Last Saturday and Sunday were special. On Saturday night, Kevin Shields — the notorious recluse behind My Bloody Valentine — finally released “m b v,” an album he’d been working on for 22 years, to the public. A simple Facebook update — “The album is now live” — whipped hordes of music fans into action. The massive influx of traffic caused the band’s website to crash, leaving fans waiting, again, for the elusive followup to 1991‘s “Loveless.”
Seems everyone’s got a “Loveless” story. Mine goes like this: In 2005, I was a freshman at college and for the first time in my life, I had my own computer and a fast internet connection. I downloaded many wonderful records that year: “Illmatic,” “In the Aeroplane Over the Sea,” “The Rise and Fall of Ziggy Stardust and the Spiders From Mars.” Then I heard Slowdive’s “Alison,” so of course I fell in love with shoegaze. I loved the big guitars, the muted vocals. I was told I’d love “Loveless,” an album by this hot-shot band, My Bloody Valentine.
Okay not a great story, but I do have a point. Within a month of discovering the album, I played Loveless for a friend. “This will change your life,” I said. “Or at least how you think about music.”
The fervor over m b v’s release is really a testament to Loveless. It’s a perfect album and an influence to nearly every musician who’s heard it. If you haven’t heard it, stop what you’re doing this very instant and change that. What are you thinking?
So by Sunday morning, a global listening party had taken shape. People from all over the world plugged in. We heaped our expectations on Shields’ shoulders and pressed play. And what did we hear?
“m b v” starts with “she found now,” an understated mood setter with the usual churning guitars and subdued vocals.
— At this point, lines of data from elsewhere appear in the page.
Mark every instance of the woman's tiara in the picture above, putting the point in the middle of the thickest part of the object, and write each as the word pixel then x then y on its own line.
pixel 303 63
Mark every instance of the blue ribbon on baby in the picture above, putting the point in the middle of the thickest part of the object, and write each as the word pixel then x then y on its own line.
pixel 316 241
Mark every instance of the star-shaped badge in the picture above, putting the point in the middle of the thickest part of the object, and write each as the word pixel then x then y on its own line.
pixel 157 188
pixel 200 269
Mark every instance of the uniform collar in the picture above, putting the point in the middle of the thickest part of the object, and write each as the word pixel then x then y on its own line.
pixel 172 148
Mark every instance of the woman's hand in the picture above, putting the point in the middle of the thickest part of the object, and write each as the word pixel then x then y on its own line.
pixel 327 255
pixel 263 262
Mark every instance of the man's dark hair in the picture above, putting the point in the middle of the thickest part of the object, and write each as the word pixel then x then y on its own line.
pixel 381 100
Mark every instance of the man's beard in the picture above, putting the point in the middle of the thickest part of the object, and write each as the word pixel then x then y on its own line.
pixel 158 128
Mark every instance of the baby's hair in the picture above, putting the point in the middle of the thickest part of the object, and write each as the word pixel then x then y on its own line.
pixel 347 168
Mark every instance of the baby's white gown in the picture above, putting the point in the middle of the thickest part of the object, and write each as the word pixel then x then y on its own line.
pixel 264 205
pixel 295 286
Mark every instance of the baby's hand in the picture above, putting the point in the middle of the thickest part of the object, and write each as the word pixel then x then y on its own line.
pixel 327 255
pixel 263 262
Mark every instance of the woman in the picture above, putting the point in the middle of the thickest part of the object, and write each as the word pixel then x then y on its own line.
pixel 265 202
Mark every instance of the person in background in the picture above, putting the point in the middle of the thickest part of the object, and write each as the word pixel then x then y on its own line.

It was obviously written by the same mind responsible for Loveless opener, “Only Shallow,” but it’s comparatively tranquil and contemplative, easing-in whereas “Only Shallow” catapults.
“only tomorrow,” “who sees you,” and “if i am” find MBV up to their old tricks. Shields uses the tremolo arm of his guitar to create dense, wobbling guitar tones, and vocalist/guitarist Bilinda Butcher coos over the top. The drums and bass stay on the pulse, following Shields through a series of unexpected chord changes.
“new you” is an instant classic. It finds MBV at their most melodic. That familiar synth from “Sometimes” comes to the fore, and Shields’ guitar is unusually spare, putting to death the myth he multi-tracks his guitar parts hundreds of times.
Through track six, one could mistake calling the new album “Diet Loveless.” Its differences are subtle, its mood similar. “nothing is” changes all that. Shields cranks the tempo and introduces a new percussive element to MBV’s sound. Drummer Colm O’ Ciosoig finally gets his turn to play loud. He was sick for the “Loveless” sessions, and as a result, Shields sampled and looped what few drum parts he had recorded, then buried them in the mix. On “m b v,” he proves he’s got the chops. The penultimate track “nothing is” gallops by with a much-needed rhythmic bludgeoning. The final song “wonder 2” is m b v’s best. It’s the synthesis of everything MBV does well, plus pummeling drums.
Every serious music fan has a “Loveless” story, but many of us weren’t there when it came out. We listened years after the fact. Last Saturday, Shields released “m b v,” and now I’ve got a new story. At the risk of putting m b v on a pedestal, I’ll always remember where I was and what I was doing when it came out. That’s how big of a deal this was. Cheers to Kevin Shields for finally coming to peace with this new record. It must take a great deal of courage to know the world’s listening to your music, and not just here and there, but all at once.